Research Summary
While there has been an explosion of knowledge about human carcinogenesis over the last 2 decades, unfortunately, this has not translated into the development of effective therapies for either preventing or treating the common human cancers. The goal of the Isaacs’ lab is to change this situation by translating theory into therapy for solid malignancies, particularly Prostate cancer. Presently, a series of drugs discovered in the Isaacs’ lab are undergoing clinical trials in patients with metastatic cancer. The ongoing drug discovery in the lab continues to focus upon developing agents to eliminate the cancer initiating stem cells within metastatic sites of cancer. To do this, a variety of bacterial and natural product toxins are being chemically modified to produce “prodrugs” whose cytotoxicity is selectively activated by proteases produced in high levels only by cancer cells or tumor associated blood vessel cells. In this way, these prodrugs can be given systemically to metastatic patients without un-acceptable toxicity to the host while being selectively activated to potent killing molecules within metastatic sites of cancer.
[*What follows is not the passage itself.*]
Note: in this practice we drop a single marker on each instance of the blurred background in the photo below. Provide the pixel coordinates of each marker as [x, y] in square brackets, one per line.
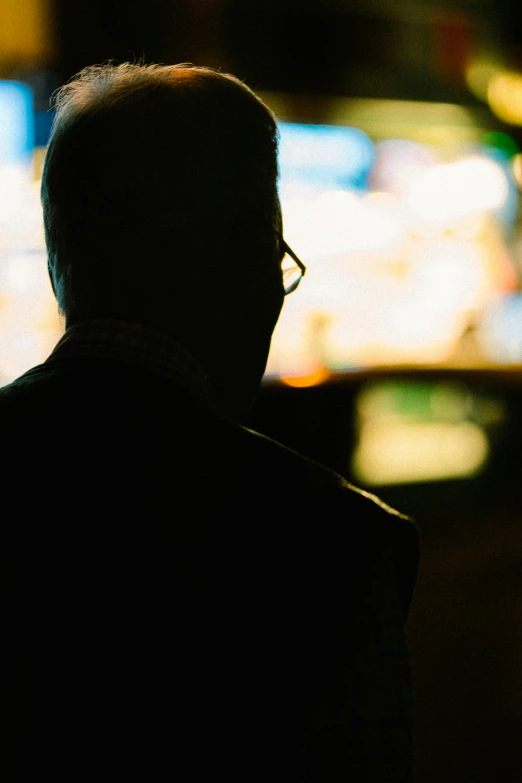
[399, 360]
Such a “Trojan Horse” approach is also being developed using allogeneic bone marrow derived Mesenchymal Stem cells which are genetically engineered to secrete “prodrugs” so that when they are infused into the patient, they selectively “home” to sites of cancers where the appropriate enzymatic activity is present to liberate the killing toxin sterilizing the cancer “neighborhood”.
Lab
Dr. Isaacs leads two distinct labs, one through the Department of Pharmacology and Molecular Sciences and one through the graduate program in Cellular and Molecular Medicine. Both labs seek to translate recent advances in theoretical knowledge regarding human carcinogenesis into therapy for solid malignancies, particularly prostate cancer.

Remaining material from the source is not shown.